Molecular Alterations of TP53 are a Defining Feature of Ovarian High-Grade Serous Carcinoma: A Rereview of Cases Lacking TP53 Mutations in The Cancer Genome Atlas Ovarian Study

Abstract

The Cancer Genome Atlas has reported that 96% of ovarian high-grade serous carcinomas (HGSCs) have TP53 somatic mutations suggesting that mutation of this gene is a defining feature of this neoplasm. In the current study, 5 gynecologic pathologists independently evaluated hematoxylin and eosin slides of 14 available cases from The Cancer Genome Atlas classified as HGSC that lacked a TP53 mutation. The histologic diagnoses rendered by these pathologists and the accompanying molecular genetic data are the subject of this report. Only 1 case (Case 5), which contained a homozygous deletion of TP53, had unanimous interobserver agreement for a diagnosis of pure HGSC. In 1 case (Case 3), all 5 observers (100%) rendered a diagnosis of HGSC; however, 3 observers (60%) noted that the histologic features were not classic for HGSC and suggested this case may have arisen from a low-grade serous carcinoma (arisen from an alternate pathway compared with the usual HGSC). In 2 cases (Cases 4 and 12), only 3 observers (60%) in each case, respectively, interpreted it as having a component of HGSC. In the remaining 10 (71%) of tumors (Cases 1, 2, 6-11, 13, and 14), the consensus diagnosis was not HGSC, with individual diagnoses including low-grade serous carcinoma, high-grade endometrioid carcinoma, HGSC, metastatic carcinoma, clear cell carcinoma, atypical proliferative (borderline) serous tumor, and adenocarcinoma, not otherwise specified. Therefore, 13 (93%) of the tumors (Cases 1-4 and 6-14) were either not a pure HGSC or represented a diagnosis other than HGSC, all with molecular results not characteristic of HGSC. Accordingly, our review of the TP53 wild-type HGSCs reported in The Cancer Genome Atlas suggests that 100% of de novo HGSCs contain TP53 somatic mutations or deletions, with the exception of the rare HGSCs that develop from a low-grade serous tumor precursor. We, therefore, propose that lack of molecular alterations of TP53 are essentially inconsistent with the diagnosis of ovarian HGSC and that tumors diagnosed as such should be rigorously reassessed to achieve correct classification.

Conflict of interest statement

The authors declare no conflict of interest.

Figures

FIG. 1

Case 5: all 5 observers classified this case as high-grade serous carcinoma. (A) The architectural features are notable for large papillae lined by stratified epithelium with irregular slit-like spaces.

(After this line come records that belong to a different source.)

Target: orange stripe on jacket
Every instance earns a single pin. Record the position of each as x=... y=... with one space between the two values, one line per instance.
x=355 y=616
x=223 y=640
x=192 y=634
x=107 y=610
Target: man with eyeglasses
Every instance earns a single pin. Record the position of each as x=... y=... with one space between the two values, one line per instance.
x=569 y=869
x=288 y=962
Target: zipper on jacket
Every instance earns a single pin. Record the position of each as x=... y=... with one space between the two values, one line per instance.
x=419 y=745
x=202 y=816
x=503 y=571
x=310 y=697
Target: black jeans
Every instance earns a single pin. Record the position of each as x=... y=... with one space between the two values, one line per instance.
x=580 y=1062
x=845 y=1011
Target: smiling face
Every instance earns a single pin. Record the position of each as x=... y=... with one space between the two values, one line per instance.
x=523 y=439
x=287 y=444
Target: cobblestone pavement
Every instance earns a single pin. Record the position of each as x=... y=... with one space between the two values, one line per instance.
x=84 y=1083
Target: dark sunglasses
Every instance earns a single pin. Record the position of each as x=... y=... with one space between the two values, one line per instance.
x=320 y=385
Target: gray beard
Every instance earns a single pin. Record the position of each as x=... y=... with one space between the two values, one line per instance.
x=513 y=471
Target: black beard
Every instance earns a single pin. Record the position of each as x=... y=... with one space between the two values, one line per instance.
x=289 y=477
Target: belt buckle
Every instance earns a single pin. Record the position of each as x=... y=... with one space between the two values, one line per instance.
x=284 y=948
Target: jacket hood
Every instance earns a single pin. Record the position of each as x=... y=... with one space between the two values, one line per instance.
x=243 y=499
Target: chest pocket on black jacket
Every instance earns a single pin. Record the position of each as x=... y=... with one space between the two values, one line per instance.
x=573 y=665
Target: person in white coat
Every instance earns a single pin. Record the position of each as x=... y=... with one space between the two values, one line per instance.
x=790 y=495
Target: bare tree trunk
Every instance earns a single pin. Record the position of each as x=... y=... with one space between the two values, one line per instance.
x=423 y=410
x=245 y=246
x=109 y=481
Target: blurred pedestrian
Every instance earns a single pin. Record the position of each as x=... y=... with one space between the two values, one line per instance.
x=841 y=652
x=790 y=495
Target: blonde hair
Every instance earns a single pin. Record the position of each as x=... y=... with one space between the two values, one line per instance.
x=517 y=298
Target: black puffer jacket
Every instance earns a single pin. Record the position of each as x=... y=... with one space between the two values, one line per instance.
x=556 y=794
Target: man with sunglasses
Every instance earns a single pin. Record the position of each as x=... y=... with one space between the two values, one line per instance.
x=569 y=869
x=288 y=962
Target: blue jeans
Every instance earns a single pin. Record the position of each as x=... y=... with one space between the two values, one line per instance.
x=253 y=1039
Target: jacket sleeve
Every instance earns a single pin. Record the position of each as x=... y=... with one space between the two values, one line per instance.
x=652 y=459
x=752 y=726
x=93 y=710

Numerous detached and small epithelial clusters are present. (B) The cytologic features consist of large nuclei, nuclear pleomorphism, hyperchromasia, bizarre nuclear atypia, and mitotic activity (arrow).

FIG. 2

Case 3: all 5 observers classified this case as high-grade serous carcinoma; however, 3 noted features suggestive of evolution from lowgrade serous carcinoma. (A) The tumor is predominantly composed of a micropapillary-rich pattern, commonly seen in invasive low-grade serous carcinoma, in which small micropapillary nests within clear lacunar spaces haphazardly infiltrate through stroma. (B) The nuclei are not as large as frequently seen in high-grade serous carcinoma and more uniform than in most such cases. However, the combined presence of some degree of both chromatin irregularity and variation in nuclear shape and mitotic activity (arrows) favor classification as high-grade serous carcinoma.

FIG. 3

Case 4: this case was classified as high-grade serous carcinoma by 2 observers, serous carcinoma with a mixture of low-grade and high-grade features by 1, and clear cell carcinoma by 2. (A) This tumor featured areas with tubulocystic-like architecture and a vague suggestion of hobnail cell shapes. (B) The papillae in other foci were lined by a single layer of low-cuboidal cells with a slight degree of monotony and without the degree of stratification seen in many high-grade serous carcinomas. A vague suggestion of hobnail cell shapes is also present. (C) Some areas had solid architecture consisting of polygonal cells with abundant clear cytoplasm.

FIG. 4

Case 12: this case was classified as high-grade serous carcinoma by 3 observers, clear cell carcinoma by 1, and adenocarcinoma, not otherwise specified by 1. (A) The tumor shows solid architecture with variably sized nests haphazardly arranged within stroma. (B) Many areas had polygonal cells with round and relatively uniform nuclei and abundant clear cytoplasm. (C) A bizarre atypical cell (upper left) is present. (D) Some foci exhibited cord-like architecture. Note the presence of high-grade nuclei.